In the 7-1 Fisher decision, the Court vacated and remanded a lower court ruling because Texas had failed to demonstrate that affirmative action was necessary to achieve a diverse student body — a requirement of the Grutter v. Bollinger decision in 2003. It was a win for foes of affirmative action — albeit one that won’t actually end the practice.

One justice was particularly disappointed with the tepid decision.

“I would overrule Grutter v. Bollinger and hold that a State’s use of race in higher education admissions decisions is categorically prohibited by the Equal Protection Clause,” began Thomas in a scathing concurring opinion.

He didn’t stop there.

“As should be obvious, there is nothing ‘pressing’ or ‘necessary’ about obtaining whatever educational benefits may flow from racial diversity,” he wrote.

He went on to call diversity a “faddish theory,” and also argued that the supporters of affirmative action made arguments similar to those put forth by segregationists who sought to preserve separate facilities for blacks and whites in the earlier part of the 20th century.

“The University asserts, for instance, that the diversity obtained through its discriminatory admissions program prepares its students to become leaders in a diverse society,” he wrote. “The segregationists likewise defended segregation on the ground that it provided more leadership opportunities for blacks. … There is no principled distinction between the University’s assertion that diversity yields educational benefits and the segregationists’ assertion that segregation yielded those same benefits.”

Race-based programs are abhorrent to the text of the Constitution, wrote Thomas.

“The Fourteenth Amendment views racial bigotry as an evil to be stamped out, not as an excuse for perpetual racial tinkering by the State,” he wrote.

What about the argument that affirmative action is necessary to remedy historical injustice, helping disadvantaged minorities succeed?

“The worst forms of racial discrimination in this Nation have always been accompanied by straight-faced representations that discrimination helped minorities,” Thomas wrote. “Slaveholders argued that slavery was a ‘positive good’ that civilized blacks and elevated them in every dimension of life. … A century later, segregationists similarly asserted that segregation was not only benign, but good for black students.”
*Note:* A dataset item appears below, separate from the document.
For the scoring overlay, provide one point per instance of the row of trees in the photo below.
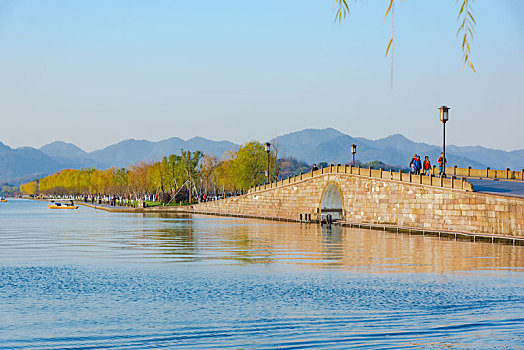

Besides, race-based admissions hurt qualified white and Asian students while thrusting black and Hispanic students into colleges for which they may not be prepared, wrote Thomas.

“As a result of the mismatching, many blacks and Hispanics who likely would have excelled at less elite schools are placed in a position where underperformance is all but inevitable because they are less academically prepared than the white and Asian students with whom they must compete,” he wrote.

Thomas, the Court’s only black justice, will get to take another shot at affirmative action this fall when the Court takes up Schuette v. Coalition to Defend Affirmative Action — a case where the broader legality of race-based admissions is at stake.

Editor’s note: The Daily Caller employs Clarence Thomas’s wife, Ginni Thomas, as a part-time correspondent.